Can I Live In a Commercial Space?

For most people, the largest element in a monthly budget is often the cost of housing. 

Whether you rent or own, the payments you owe for the real estate you occupy can stretch your budget. And the cost of living can be doubly expensive if you also rent or lease a commercial space for your business. 

That’s why if you’ve ever owned or rented a commercial property in the past – or dream of building your own company in the future – one question has probably crossed your mind: “Can I live in my commercial space?” 

It’s an enticing idea. Life is expensive after all, and living at your place of business would theoretically save you thousands in residential rent every year. Why not free up your cash to be put to work in other ways? 

The thing is, not many people are sure if it is legal, or if their landlord would allow it.


Is it Legal to Live in Your Commercial Property?


The answer is: it depends on how the property is zoned, and on the specifics of your particular situation.

However, no matter where you live or who your landlord is, all properties are subject to zoning laws. And while every city, town, municipality, province, or state may have slightly different zoning laws, they all work effectively the same way.


How Do Zoning Laws Work?


Zoning is a facet of urban planning, and involves the government dividing up parcels of land into different zones. Each zone has its own set of rules and regulations that govern any kind of new development. Essentially, the purpose of zoning helps guide community growth and development. 

Zoning helps communities manage the size, shape and location of buildings within an area, and governs what type of activities can take place in those buildings. Zoning also prevents any new developments from interfering with the “character” of existing neighborhoods. Zoning laws would likely always prohibit the construction of a new steel manufacturing plant in the middle of a quiet residential suburb, for example.

The most common zoning types include:

  • Residential
  • Commercial
  • Industrial
  • Agricultural
  • Rural
  • Historic 
  • Combination (e.g. commercial / residential)

These regulations can sometimes make it difficult to set yourself up with a live/work situation at your commercial property. However, it is not impossible to live in work spaces, and if your zone is designated as some form of mixed use space, then it’s possible to treat your commercial lease as some form of apartment – provided the landlord is also ok with it. 

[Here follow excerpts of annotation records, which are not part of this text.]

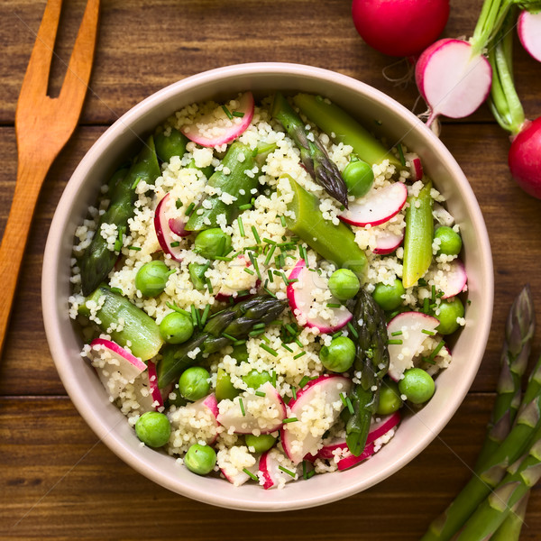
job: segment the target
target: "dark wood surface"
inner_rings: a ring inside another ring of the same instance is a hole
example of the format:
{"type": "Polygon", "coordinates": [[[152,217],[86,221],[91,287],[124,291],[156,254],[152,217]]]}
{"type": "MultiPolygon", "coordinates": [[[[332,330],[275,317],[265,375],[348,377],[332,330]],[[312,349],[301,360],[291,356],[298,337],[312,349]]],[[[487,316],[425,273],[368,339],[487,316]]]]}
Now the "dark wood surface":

How to Live in a Commercial Space?


In places with relaxed zoning laws, your ability to live and work in a commercial building will often depend on the rules set up by your landlord, who will lay down their own set of rules. Often these rules will be made clear in the lease. You’ll know fairly early on in the process if it’s possible or not. 

If you sign a commercial lease in Ottawa, Ontario, for example, you’re considered a commercial tenant. As such, you are governed by Ontario’s Commercial Tenancies Act, which generally provides fewer rights than a residential tenant would have. 

However, even if local zoning laws consider the premises commercial, a tenant may still be considered a residential tenant if the premises are mainly used as a home. The best way to avoid legal trouble is to be upfront about what the possibilities are when touring prospective commercial properties to rent. 


What Happens if I Get Caught Trying to Create a Live / Work Situation at Leased Commercial Real Estate?


Any tenant that breaches the terms of their lease may end up being evicted from the building. Additionally, if the breach in the contract is illegal, the tenant could be fined and may be pursued legally by their landlord. The best advice is usually to find out exactly how your location is zoned, speak to your landlord, and get advice from someone that is an expert in this area. 

While the financial incentive to carve out a little personal living area (with a small kitchen, a place to hang personal wall art, etc.)  in your place of work may be tempting, it’s usually not worth it over the long run. Imagine if you accidentally started a fire, or if your washing machine experienced a malfunction and you flooded part of the building. Do you think the insurance company would be happy to pay for the repairs, no questions asked? 

You might end up with a huge financial liability if you damage the property. Ultimately, if you rent or lease commercial real estate – whether it is an office, a workshop, or an industrial building – it’s best not to try to outsmart the law, and stick to the use the property was designed for.